Having a large platform as an OHL player is something Brendan Hoffmann isn’t taking for granted.
Using that platform for good is important to the 18-year-old Erie Otters winger, as is raising awareness and funds for a cause that hits home, which is why last month he teamed up with the local ALS Association of Western Pennsylvania to raise funds and awareness.
After a family friend was diagnosed with ALS, Hoffmann witnessed the toll it started to take on her and was inspired to try to help in any way he could.
“When you see the effect is has on not only their physical health but their emotional and mental health as well, it definitely makes you want to do something about it,” he said.

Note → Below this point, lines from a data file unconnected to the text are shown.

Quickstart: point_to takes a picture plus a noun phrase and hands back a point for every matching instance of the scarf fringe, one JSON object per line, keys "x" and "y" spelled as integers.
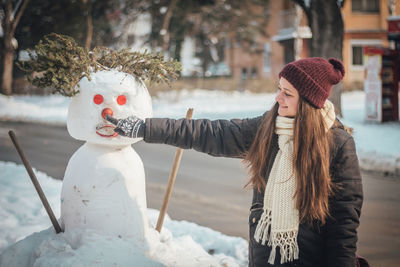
{"x": 261, "y": 235}
{"x": 287, "y": 243}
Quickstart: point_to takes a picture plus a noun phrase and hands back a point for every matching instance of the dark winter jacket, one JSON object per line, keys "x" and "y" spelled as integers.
{"x": 332, "y": 244}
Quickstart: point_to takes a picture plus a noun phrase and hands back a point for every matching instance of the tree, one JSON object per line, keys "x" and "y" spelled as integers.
{"x": 326, "y": 23}
{"x": 210, "y": 22}
{"x": 9, "y": 23}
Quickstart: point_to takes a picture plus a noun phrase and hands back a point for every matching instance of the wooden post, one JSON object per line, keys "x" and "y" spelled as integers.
{"x": 171, "y": 180}
{"x": 35, "y": 183}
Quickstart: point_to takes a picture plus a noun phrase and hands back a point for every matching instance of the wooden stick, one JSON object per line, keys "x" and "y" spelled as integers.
{"x": 35, "y": 183}
{"x": 171, "y": 180}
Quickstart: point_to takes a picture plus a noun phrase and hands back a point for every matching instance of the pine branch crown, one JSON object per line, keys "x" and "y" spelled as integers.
{"x": 57, "y": 61}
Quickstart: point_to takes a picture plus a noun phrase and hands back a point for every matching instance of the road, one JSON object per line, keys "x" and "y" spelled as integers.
{"x": 209, "y": 191}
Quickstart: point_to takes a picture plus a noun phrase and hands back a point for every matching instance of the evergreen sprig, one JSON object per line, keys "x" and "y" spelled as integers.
{"x": 60, "y": 63}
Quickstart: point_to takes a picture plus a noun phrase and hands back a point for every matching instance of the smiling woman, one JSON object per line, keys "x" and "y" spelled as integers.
{"x": 287, "y": 98}
{"x": 307, "y": 193}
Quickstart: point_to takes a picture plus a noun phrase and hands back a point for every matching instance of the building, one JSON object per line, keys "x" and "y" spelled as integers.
{"x": 365, "y": 24}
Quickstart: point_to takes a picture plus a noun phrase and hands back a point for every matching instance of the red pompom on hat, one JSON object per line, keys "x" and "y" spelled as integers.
{"x": 313, "y": 77}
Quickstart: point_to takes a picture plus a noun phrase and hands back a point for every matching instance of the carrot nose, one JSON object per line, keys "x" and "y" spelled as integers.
{"x": 106, "y": 111}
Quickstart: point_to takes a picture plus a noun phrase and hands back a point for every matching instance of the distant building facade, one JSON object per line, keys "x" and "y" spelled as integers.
{"x": 365, "y": 24}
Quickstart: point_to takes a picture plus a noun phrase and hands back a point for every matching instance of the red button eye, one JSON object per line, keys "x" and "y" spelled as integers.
{"x": 121, "y": 100}
{"x": 98, "y": 99}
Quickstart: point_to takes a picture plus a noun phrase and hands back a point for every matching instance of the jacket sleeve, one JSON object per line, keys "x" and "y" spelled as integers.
{"x": 345, "y": 207}
{"x": 228, "y": 138}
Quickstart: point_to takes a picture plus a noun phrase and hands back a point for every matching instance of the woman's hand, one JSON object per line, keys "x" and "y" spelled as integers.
{"x": 131, "y": 126}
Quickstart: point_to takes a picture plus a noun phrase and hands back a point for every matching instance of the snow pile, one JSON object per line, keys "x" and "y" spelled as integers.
{"x": 21, "y": 213}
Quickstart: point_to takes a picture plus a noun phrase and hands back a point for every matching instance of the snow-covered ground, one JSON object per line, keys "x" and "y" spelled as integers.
{"x": 21, "y": 214}
{"x": 377, "y": 143}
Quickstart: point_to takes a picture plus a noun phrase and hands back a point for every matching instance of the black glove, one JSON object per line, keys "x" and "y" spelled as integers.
{"x": 131, "y": 126}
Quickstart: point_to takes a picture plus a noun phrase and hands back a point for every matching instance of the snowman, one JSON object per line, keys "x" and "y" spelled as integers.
{"x": 104, "y": 183}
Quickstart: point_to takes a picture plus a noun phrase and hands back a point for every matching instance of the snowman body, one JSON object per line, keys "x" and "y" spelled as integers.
{"x": 104, "y": 183}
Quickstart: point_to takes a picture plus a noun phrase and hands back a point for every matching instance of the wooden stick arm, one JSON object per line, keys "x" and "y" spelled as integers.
{"x": 171, "y": 180}
{"x": 35, "y": 183}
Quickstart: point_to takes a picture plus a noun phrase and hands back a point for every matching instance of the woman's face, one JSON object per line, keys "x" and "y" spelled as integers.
{"x": 287, "y": 98}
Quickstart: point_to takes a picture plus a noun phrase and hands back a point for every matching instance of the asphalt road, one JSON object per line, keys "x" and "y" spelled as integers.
{"x": 209, "y": 191}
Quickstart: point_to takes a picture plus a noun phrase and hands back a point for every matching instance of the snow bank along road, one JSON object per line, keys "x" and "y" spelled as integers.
{"x": 208, "y": 190}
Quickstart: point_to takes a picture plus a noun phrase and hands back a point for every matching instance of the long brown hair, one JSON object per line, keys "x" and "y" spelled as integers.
{"x": 311, "y": 160}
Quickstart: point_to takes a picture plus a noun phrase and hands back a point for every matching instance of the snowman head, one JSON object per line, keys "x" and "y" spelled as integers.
{"x": 111, "y": 93}
{"x": 101, "y": 82}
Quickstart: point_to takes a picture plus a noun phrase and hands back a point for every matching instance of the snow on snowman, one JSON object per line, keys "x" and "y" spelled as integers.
{"x": 103, "y": 198}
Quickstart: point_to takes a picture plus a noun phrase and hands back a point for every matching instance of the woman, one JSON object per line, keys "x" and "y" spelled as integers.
{"x": 304, "y": 169}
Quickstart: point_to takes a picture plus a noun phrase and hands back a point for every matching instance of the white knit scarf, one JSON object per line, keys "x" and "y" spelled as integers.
{"x": 279, "y": 223}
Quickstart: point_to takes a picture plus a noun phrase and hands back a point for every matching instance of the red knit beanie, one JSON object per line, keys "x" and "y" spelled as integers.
{"x": 313, "y": 77}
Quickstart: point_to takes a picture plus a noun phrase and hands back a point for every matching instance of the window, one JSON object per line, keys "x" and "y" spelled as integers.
{"x": 267, "y": 57}
{"x": 368, "y": 6}
{"x": 357, "y": 55}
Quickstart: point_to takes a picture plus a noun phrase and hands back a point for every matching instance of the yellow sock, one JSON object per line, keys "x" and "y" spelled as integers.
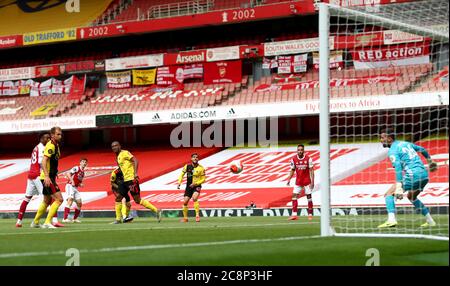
{"x": 124, "y": 210}
{"x": 41, "y": 210}
{"x": 118, "y": 211}
{"x": 185, "y": 209}
{"x": 52, "y": 211}
{"x": 197, "y": 208}
{"x": 148, "y": 205}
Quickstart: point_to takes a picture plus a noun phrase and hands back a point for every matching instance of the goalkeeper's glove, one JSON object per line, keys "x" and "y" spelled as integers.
{"x": 398, "y": 191}
{"x": 432, "y": 165}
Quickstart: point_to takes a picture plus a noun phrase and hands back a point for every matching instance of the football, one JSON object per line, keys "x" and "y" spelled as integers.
{"x": 236, "y": 167}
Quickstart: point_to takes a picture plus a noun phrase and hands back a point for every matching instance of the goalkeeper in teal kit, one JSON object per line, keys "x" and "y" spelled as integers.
{"x": 411, "y": 176}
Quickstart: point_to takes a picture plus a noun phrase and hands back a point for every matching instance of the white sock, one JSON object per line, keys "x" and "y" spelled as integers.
{"x": 391, "y": 217}
{"x": 429, "y": 218}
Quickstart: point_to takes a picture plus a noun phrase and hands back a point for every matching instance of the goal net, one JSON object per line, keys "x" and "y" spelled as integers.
{"x": 387, "y": 67}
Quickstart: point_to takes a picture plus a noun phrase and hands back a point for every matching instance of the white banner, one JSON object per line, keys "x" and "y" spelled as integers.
{"x": 17, "y": 73}
{"x": 294, "y": 47}
{"x": 306, "y": 107}
{"x": 336, "y": 60}
{"x": 34, "y": 125}
{"x": 193, "y": 71}
{"x": 222, "y": 54}
{"x": 134, "y": 62}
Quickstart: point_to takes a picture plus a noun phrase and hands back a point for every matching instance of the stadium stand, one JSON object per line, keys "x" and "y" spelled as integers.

“It’s not just the person themselves who goes through it it, you also have their family, their extended family, their friends. And it hurts to see someone have the joys of life taken away from them.”
With the help of Otters Director of Marketing Aaron Cooney, Hoffmann partnered up with ALSWPA to start a week-long GoFundMe seeking donations up until National ALS Awareness Day on June 21st. During each day of the fundraiser, he completed a series of exercises while challenging others to take part as well. For every “like” he received on his social media posts up to 5,000, he made a personal donation of 50 cents. With a goal in mind of raising $1000, Hoffmann was impressed when donations more than doubled at $2,178.
Now, he has plans to do even more and even expand his involvement into other spaces that seek funding and awareness.
“I’d like to have a foundation with ALS and definitely plan on doing more with them in the coming future,” he said.
“I had an aunt that I never met who she was diagnosed with breast cancer when she was in her mid-twenties. Breast cancer would also be something I’d like to help with.”
When it comes to helping out, there’s a particular experience from last season that sticks out for Hoffmann.
“During the year when I was helping with a bunch of U15, U16 players at the rink I’d always hear the parents say ‘it’s not even like you’re just hockey players coming to help out, you’re like mini celebrities wherever you go.’”
With that mentality, he has plans to continue to be a presence in the Erie community and a positive influence on kids while sporting the Otters logo on his jersey for a third season.
“If you’re a role model in your community and kids see you doing that stuff, it sits with them,” Hoffmann finished. “I feel like being able to use your platform in a positive sense will motivate these kids to be as good as they can.”